De un lado están quienes consideran suficiente la “ausencia” de Mejía Berdeja por casi dos décadas de suelo coahuilense para descalificarle como aspirante al gobierno, pues consideran “inadmisible” el haber hecho carrera política en otras latitudes.

En otra esquina se ubican quienes identifican en el hoy exfuncionario federal a un individuo capaz de “contaminar” el proceso con una excesiva rispidez, con una “indeseable” beligerancia… como si las campañas electorales no se trataran de eso: de la confrontación vigorosa entre los defensores de posiciones mutuamente excluyentes.

Otros más adjudican a Mejía nexos con inconfesables intereses –de carácter delincuencial, se atreven a afirmar algunos– capaces de hacer cualquier cosa para perturbar la paz y la tranquilidad reinantes en el territorio de Coahuila y en esta circunstancia –de la cual nadie aporta evidencia– encuentran la justificación para su antagónica posición.

Personalmente no soy partidario de Ricardo Mejía, como no lo soy de ningún otro político de ninguna adscripción partidista. No es este texto un intento por demostrar el error en el cual se encuentran quienes parecieran tener como única misión en la vida destruirle. Trato más bien llamar la atención respecto de cómo, para ser un político a quien nadie dice temer, Mejía se encuentra en el centro de casi cualquier conversación actual en Coahuila.

Es por demás llamativo escuchar a los detractores del hoy petista –para quien no se escatiman apodos– señalarlo como un candidato débil y alguien a quien sus adversarios derrotarán sin mayores dificultades, pero a quien sería preferible no observar durante la campaña.

Más llamativo aún es escuchar a esas mismas voces “reprochar” a Mejía el haber abandonado el barco morenista coahuilense y con ello “dividir” a la oposición, reduciendo sus expectativas de triunfo, como si su deseo fuera atestiguar la alternancia en el gobierno del estado.

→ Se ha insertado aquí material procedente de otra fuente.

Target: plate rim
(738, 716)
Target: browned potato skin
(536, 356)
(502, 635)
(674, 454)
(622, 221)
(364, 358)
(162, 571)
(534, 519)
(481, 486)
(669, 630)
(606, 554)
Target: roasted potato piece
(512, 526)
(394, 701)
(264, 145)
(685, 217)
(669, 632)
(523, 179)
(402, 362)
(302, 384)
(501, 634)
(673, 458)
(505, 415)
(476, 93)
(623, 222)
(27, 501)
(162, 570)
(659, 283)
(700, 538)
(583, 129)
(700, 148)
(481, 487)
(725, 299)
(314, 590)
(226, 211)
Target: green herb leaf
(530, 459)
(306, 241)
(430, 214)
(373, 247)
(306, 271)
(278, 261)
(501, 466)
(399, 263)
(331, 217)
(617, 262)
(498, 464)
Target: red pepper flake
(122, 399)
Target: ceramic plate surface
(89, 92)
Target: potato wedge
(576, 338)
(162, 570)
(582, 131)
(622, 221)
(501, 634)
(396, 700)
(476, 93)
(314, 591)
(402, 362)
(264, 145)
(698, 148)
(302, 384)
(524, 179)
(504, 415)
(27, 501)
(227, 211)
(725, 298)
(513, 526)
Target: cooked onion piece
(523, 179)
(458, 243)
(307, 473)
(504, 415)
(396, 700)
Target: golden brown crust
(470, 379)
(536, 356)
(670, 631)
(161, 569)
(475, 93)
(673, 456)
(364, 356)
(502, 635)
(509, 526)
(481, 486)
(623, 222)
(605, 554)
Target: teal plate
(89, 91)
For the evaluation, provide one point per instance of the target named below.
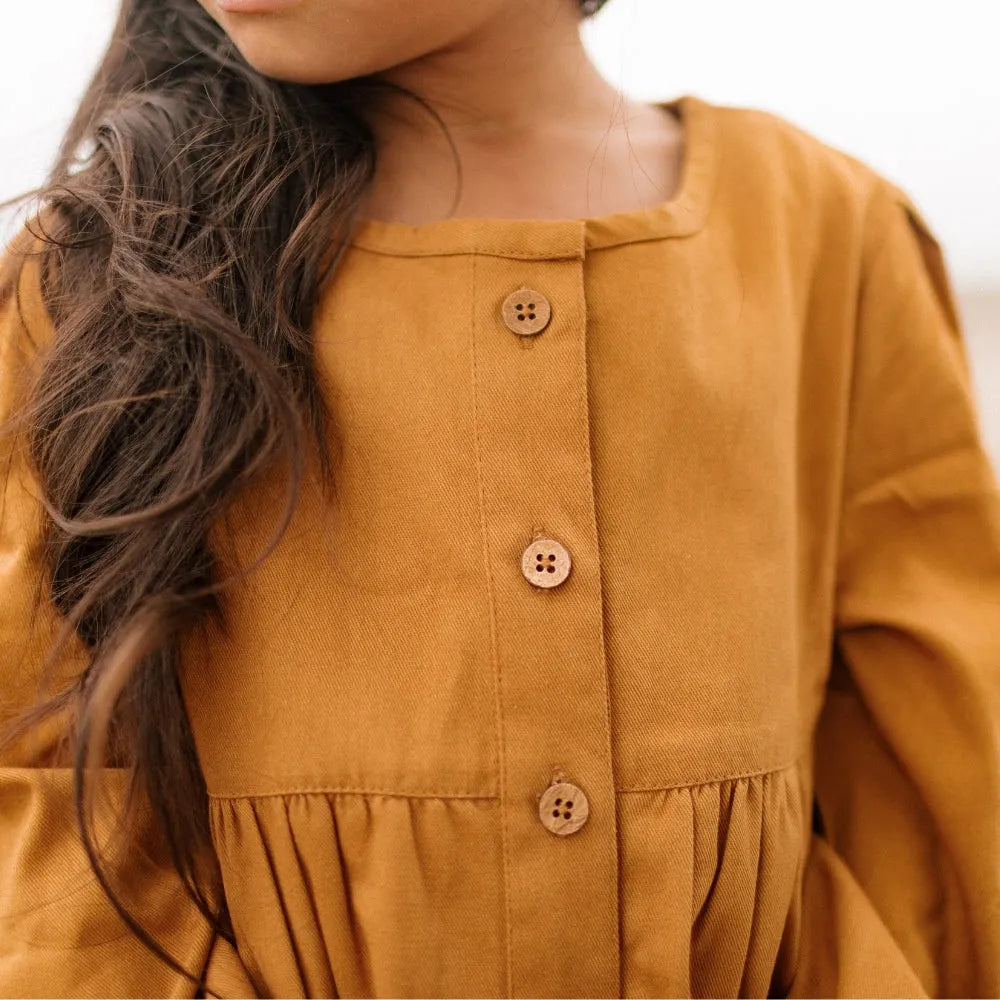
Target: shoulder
(782, 178)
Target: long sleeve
(59, 934)
(907, 778)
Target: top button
(563, 808)
(526, 311)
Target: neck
(512, 76)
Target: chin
(295, 61)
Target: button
(545, 563)
(563, 808)
(526, 311)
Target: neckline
(683, 215)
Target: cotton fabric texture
(774, 668)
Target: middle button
(545, 563)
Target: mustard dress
(649, 646)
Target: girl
(468, 533)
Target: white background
(912, 88)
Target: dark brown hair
(193, 212)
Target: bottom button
(563, 808)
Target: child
(467, 533)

Resulta muy difícil conciliar un argumento y el otro, pues la libertad de participación en los procesos eleccionarios es una regla esencial de la democracia. Todo mundo debería defender su libertad personal de participar… y pronunciarse a favor de la de los demás. Por otro lado, si un adversario se percibe claramente débil, ¿no debería mejor alentarse su participación a fin de dejar claro el asunto con el veredicto de las urnas?

Tengo, a contracorriente del argumento esgrimido por los detractores de Mejía, una teoría discordante: los rivales de quien ahora se hace llamar “El Tigre” no saben cómo enfrentarlo, cómo sacarle la vuelta a los punzantes señalamientos realizados por este en su contra y, sobre todo, no saben cómo reaccionar frente a sus embates sin contribuir a su crecimiento electoral.
Es, para decirlo en buen castizo, un “trabuco”.